Kırbayır devamla, “Biz bu hükümetlerden zaten bir şey beklemiyoruz. Bizim sadece sizden beklentimiz vardı, sokaktan önümüzden geçerken göz göze baktığımız insanlar sizlerdiniz. Sizler bu yetkiyi verdiğiniz için onlar bu zulmü yaptılar” diye konuştu.
8 Ekim 1980 tarihinde gözaltına alınan kardeşi Cemil Kırbayır’ın akıbetini açıklanmasının için 30 yıl boyunca mücadele ettiğini anlatan Kırbayır, devlet tarafından “firar etti” denilen Cemil ‘in Meclis bünyesinde oluşturulan Meclis İnsan Hakları Alt Komisyonun yaptığı araştırmalar sonucunda gözaltında katledildiğinin ortaya çıktığını ancak buna rağmen tek bir soruşturmanın açılmadığına dikkat çekti. Bugün aynı zihniyet devam ettiği için bu kez gözaltına alınan Hurşit Külter’den haber alınmadığını hatırlatan Kırbayır, “Hurşit nerede? O bu ülkenin yurttaşı değil mi? Her şeyden önce o bir insan değil mi? Bu nereye kadar devam edecek? Yeter artık Hurşit’in akıbetini açıklayın. Nefesimiz ensenizde bu zihniyetin devam etmesine izin vermeyeceğiz. Buna gücünüz yetmeyecek” dedi.
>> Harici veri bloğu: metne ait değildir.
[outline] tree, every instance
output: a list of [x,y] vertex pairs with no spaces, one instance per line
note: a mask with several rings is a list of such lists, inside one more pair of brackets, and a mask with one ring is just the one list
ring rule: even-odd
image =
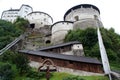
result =
[[[109,30],[100,28],[103,43],[105,45],[110,61],[120,61],[120,35],[114,32],[113,28]],[[100,51],[97,39],[97,30],[88,28],[85,30],[69,31],[65,37],[65,42],[80,41],[83,44],[86,56],[97,57],[100,59]]]
[[27,56],[21,53],[7,51],[0,56],[0,62],[8,62],[16,65],[16,68],[20,74],[27,73],[30,70]]
[[16,55],[14,52],[8,50],[0,56],[0,62],[4,62],[4,63],[8,62],[12,64],[15,56]]
[[18,17],[13,24],[15,25],[16,28],[21,29],[22,31],[25,31],[26,28],[30,26],[28,20],[20,17]]
[[96,29],[87,28],[86,30],[69,31],[66,35],[65,42],[67,41],[80,41],[84,46],[91,47],[97,42]]
[[27,56],[20,53],[15,53],[15,57],[12,60],[13,64],[16,65],[16,68],[20,74],[27,73],[30,70],[29,60]]
[[22,29],[15,27],[11,22],[0,20],[0,49],[12,42],[23,32]]
[[[92,47],[97,43],[97,31],[94,28],[87,28],[86,30],[69,31],[65,37],[65,42],[79,41],[83,44],[85,54],[91,55]],[[96,57],[96,56],[94,56]]]
[[3,63],[0,65],[0,80],[13,80],[15,72],[11,64]]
HANİ SİZİN DÖNEMİNİZDE BÖYLE ZULÜMLER YAŞANMIYORDU?
1995 yılında İki küçük kızının gözleri önünde beyaz Toros aracına zorla bindirilip gözaltında kaybedilen Fehmi Tosun ‘un eşi Hanım Tosun ise, başka insanların gözaltına kaybedilmemesi ve başka ailelerin aynı acıyı çekmemesi için bunca yıldır Galatasaray Meydanı’nda oturduklarını ifade etti. “Yıllardır bu meydandayız ama bakıyoruz ki hala insanlar kaybediliyor, hala analar acı çekiyor” diyen Tosun, hükümet ve devlet yetkilerine, “ Yeter artık yeter . Hani sizin döneminizde böyle zulümler yaşanmıyordu? Peki o zaman Hurşit nerede ? Bu insanın ailesi var ailesi. Bir an önce Hurşit’in akıbetini açıklayın” diye seslendi.
ACI ÇEKEN ANNELERE BİR ANNE DAHA EKLENMEMESİ İÇİN…
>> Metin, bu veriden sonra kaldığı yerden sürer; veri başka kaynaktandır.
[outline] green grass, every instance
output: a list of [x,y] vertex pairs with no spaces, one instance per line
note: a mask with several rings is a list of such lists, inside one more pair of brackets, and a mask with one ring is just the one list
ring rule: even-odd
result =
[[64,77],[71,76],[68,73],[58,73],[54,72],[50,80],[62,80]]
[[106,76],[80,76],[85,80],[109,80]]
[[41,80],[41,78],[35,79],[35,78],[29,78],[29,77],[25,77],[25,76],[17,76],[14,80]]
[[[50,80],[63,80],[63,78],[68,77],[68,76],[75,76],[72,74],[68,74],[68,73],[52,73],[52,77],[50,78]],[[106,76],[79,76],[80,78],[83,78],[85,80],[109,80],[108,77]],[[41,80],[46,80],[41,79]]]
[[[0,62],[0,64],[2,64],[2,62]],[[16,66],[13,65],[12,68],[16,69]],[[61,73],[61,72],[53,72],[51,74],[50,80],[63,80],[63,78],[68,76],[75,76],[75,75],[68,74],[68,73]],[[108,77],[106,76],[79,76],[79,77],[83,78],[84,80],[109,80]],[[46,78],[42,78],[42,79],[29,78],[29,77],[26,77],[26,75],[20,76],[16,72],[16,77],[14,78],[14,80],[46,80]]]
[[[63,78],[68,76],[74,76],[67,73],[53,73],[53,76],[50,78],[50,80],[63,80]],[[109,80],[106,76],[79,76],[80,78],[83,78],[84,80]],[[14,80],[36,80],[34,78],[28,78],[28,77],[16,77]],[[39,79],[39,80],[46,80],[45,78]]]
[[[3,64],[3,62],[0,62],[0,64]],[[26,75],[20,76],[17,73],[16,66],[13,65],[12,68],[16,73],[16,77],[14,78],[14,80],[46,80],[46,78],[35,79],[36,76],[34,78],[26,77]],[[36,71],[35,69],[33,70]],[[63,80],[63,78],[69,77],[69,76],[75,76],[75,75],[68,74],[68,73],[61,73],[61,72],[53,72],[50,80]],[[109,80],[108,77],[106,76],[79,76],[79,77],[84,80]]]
Dana sonra Hurşit Külter’in kardeşi Cihat Külter söz aldı. Külter, burada bunca acı çeken annelere bir tanesinin daha eklenmemesi dileğiyle Galatasaray Meydanı’nda olduğunu vurguladı. Sonucu ne olursa olsun, ağabeyi hakkında bir an önce açıklama yapılmasını isteyen Külter, “Eğer başına bir şey geldiyse, bu neden incelenmiyor? Mademki gözaltına alınmadı nerede olduğunu neden açıklanmıyor? Açıklanması için illa ki ölmesi mi lazım” dedi.
İş işten geçmeden önce açıklama yapılmasını talep eden kardeş Külter, “584 haftadır burada oturma eylemi yapan bütün annelerin çektiği acıları şu anda çok iyi anlıyorum ve bugüne kadar bu acıyı paylaşmadığım için üzüntü duyuyorum” diye konuştu.
Başka bir ailenin daha bu şekilde acı çekmesini istemediğini vurgulayan Külter, ağabeyinin akıbetini açıklamasını istedi.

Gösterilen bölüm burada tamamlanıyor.